Global partnership needs to be revitalized to tackle inequality and implement the new sustainable development agenda, says new UN report
The Millennium Development Goals (MDGs) achieved significant progress over the past 15 years, but persistent gaps in official development assistance and an insufficient access to markets, affordable medicines and new technologies have highlighted the need for a rejuvenation of the global partnership for development, according to a new report launched by United Nations Secretary-General Ban Ki-moon.
The “Taking Stock of the Global Partnership for Development” report of the United Nations MDG Gap Task Force monitors the recent achievements and challenges in the implementation of the Millennium Development Goal 8, while looking ahead towards the new sustainable development agenda that will be adopted by world leaders at the Sustainable Development Summit this month (September 25–27), and which will include the launch of a new set of Sustainable Development Goals.

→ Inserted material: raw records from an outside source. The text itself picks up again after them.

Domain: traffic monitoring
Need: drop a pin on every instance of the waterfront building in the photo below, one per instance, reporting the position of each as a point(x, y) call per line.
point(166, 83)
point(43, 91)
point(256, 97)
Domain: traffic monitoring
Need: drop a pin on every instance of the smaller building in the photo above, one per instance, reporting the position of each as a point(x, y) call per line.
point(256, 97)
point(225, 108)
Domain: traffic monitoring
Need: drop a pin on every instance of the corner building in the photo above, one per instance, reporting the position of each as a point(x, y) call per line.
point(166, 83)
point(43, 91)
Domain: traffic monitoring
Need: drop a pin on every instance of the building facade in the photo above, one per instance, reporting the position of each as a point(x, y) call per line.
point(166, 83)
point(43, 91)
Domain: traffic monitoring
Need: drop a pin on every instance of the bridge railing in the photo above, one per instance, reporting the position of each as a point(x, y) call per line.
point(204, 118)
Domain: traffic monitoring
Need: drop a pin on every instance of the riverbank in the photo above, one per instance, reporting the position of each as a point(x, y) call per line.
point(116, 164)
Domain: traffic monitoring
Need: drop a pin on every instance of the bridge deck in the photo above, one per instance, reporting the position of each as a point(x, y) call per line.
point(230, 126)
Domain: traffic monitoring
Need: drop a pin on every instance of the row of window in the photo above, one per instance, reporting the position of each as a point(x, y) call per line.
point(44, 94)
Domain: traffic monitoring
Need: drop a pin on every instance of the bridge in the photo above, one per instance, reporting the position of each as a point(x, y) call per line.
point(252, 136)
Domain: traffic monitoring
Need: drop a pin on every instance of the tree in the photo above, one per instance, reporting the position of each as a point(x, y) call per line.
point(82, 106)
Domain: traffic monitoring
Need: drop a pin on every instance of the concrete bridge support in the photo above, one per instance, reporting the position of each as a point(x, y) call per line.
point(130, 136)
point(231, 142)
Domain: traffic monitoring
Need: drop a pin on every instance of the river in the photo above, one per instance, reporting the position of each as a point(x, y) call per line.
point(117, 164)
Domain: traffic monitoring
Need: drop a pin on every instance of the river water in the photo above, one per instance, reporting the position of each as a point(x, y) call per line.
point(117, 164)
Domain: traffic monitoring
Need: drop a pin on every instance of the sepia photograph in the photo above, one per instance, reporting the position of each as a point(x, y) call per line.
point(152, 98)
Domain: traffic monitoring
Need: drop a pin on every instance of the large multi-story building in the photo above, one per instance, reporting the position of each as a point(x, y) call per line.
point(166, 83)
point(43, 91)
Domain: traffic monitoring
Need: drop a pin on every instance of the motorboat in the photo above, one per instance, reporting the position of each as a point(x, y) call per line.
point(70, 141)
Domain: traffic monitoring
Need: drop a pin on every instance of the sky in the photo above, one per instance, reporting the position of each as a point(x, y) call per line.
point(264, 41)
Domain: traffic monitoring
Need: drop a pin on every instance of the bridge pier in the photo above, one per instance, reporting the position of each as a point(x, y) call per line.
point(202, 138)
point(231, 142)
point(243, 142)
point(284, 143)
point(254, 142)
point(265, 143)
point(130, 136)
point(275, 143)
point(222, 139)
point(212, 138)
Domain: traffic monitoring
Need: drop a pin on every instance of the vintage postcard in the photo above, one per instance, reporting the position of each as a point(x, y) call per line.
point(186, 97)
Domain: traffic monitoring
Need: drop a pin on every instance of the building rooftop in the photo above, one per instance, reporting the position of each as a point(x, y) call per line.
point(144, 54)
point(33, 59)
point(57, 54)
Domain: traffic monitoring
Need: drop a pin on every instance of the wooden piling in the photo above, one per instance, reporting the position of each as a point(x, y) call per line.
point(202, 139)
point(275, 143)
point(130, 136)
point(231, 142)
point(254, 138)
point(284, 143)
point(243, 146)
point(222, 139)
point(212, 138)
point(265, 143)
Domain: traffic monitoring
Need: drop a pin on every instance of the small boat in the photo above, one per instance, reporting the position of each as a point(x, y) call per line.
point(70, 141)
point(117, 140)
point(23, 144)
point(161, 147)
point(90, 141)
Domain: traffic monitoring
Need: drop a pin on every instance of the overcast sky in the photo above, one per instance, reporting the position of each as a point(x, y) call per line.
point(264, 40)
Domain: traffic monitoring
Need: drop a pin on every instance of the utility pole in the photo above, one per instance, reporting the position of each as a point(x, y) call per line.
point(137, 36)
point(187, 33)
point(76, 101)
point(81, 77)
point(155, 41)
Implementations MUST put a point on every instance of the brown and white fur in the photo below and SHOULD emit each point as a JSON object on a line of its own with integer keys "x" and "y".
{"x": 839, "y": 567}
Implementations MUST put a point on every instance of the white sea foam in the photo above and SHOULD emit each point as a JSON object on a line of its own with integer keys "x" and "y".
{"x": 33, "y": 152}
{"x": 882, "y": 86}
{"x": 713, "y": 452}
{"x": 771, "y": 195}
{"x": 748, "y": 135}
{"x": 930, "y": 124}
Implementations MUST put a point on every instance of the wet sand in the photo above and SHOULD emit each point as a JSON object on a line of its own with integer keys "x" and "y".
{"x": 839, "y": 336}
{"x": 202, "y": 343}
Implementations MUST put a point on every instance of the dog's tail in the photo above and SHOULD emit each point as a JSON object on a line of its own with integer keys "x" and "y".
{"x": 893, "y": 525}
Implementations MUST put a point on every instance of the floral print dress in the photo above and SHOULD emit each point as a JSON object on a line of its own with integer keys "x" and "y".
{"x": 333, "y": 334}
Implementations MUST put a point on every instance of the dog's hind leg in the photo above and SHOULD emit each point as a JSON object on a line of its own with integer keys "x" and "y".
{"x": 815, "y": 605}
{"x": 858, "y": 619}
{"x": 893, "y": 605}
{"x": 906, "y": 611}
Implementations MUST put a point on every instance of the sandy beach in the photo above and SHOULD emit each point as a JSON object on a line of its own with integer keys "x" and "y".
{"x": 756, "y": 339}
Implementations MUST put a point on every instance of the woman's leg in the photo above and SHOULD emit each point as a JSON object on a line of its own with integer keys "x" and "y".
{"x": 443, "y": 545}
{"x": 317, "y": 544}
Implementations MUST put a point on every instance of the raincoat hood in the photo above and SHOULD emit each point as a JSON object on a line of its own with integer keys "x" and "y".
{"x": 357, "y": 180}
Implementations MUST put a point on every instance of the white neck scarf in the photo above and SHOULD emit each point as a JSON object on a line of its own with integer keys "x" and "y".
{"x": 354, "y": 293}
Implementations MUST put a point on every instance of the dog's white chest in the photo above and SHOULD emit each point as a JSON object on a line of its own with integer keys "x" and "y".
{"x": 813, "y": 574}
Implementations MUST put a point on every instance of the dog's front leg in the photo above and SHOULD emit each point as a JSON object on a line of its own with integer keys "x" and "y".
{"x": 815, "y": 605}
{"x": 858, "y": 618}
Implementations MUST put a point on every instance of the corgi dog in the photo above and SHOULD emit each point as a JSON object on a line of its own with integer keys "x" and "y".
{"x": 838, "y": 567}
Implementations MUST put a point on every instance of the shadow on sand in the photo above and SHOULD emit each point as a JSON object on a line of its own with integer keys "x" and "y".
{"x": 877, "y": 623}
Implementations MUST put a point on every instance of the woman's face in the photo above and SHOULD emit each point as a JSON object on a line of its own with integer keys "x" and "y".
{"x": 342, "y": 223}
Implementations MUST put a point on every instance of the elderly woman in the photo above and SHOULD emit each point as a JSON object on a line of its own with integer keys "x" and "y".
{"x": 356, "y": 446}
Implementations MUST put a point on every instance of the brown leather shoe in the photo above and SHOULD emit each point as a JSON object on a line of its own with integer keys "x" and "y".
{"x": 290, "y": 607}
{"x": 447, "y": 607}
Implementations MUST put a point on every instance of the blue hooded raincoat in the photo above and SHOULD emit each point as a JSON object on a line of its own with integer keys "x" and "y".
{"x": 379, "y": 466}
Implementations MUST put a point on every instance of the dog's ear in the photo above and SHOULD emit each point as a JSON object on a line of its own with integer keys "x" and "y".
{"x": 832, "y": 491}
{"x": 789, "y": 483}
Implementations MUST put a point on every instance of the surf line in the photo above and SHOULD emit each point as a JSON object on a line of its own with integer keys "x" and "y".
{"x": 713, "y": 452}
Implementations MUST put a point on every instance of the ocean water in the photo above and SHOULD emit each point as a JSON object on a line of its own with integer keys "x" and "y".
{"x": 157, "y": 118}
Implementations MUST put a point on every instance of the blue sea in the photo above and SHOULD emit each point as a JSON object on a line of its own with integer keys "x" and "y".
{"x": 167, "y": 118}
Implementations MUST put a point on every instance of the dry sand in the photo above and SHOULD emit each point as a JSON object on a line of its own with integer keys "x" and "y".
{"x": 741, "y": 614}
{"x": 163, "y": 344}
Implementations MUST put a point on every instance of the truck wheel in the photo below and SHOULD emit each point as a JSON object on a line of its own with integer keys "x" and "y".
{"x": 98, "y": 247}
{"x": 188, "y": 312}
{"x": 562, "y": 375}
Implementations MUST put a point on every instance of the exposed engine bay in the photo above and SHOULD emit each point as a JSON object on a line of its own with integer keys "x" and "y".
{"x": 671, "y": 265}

Transitioning from the Millennium Development Goals to the Sustainable Development Goals presents a once-in-a-generation opportunity to advance prosperity, secure the planet’s sustainability for future generations”, said Secretary-General Ban Ki-moon in the preface to the report.
Achieving the SDGs will require an even stronger global partnership, complemented by multi-stakeholder partnerships to mobilize and share knowledge, expertise, technology and financial resources.
Key report findings reveal official development assistance flows have increased remarkably by 66% from 2000 to 2014. Debt burdens have been reduced in most highly indebted poor countries. Mobile phone penetration in developing countries is estimated to reach 92% at the end of 2015, compared to less than 10% in 2000. Nevertheless, the Report also finds that major gaps persist in development aid flows to the least developed countries and in eliminating trade barriers for developing countries. Additionally, many people cannot access essential medicines and the Internet at affordable prices.
Debt relief progressed in 36 out of 39 eligible countries
Debt relief has reduced financial pressures in 36 out of 39 highly indebted poor countries, and only three countries—Eritrea, Somalia and Sudan—have yet to start the debt-relief process. The overall ratio of external debt to gross domestic product (GDP) of developing countries has declined over the past decade, but it has been increasing in some countries in recent years.
However, a number of developing countries, particularly small States, continue to face some of the highest debt-to-GDP ratios in the world, and their underlying economic problems warrant further attention. An urgent need remains for the international community to assist countries to enhance their policies towards debt-crisis prevention and to facilitate resolution of crises.
Access to affordable essential medicines still limited
The availability of essential medicines is still low in developing countries. According to the data on medicine availability and prices, collected in 26 surveys from 2007 to 2014 in a sample of low- and middle-income countries, generic medicines were available on average in 58.1% of public sector facilities and in 66.6% of private sector facilities.
Nevertheless, there have been efforts to increase treatment access, in particular for some diseases such as HIV, tuberculosis and malaria, largely owing to a massive influx of national and international funding, such as from the Global Fund.
The United Nations MDG Gap Task Force is an inter-agency initiative that includes more than 30 organizations with specialised competence in the five core domains of the global partnership for development: official development assistance (ODA), market access (trade), debt sustainability, access to affordable essential medicines and access to new technologies.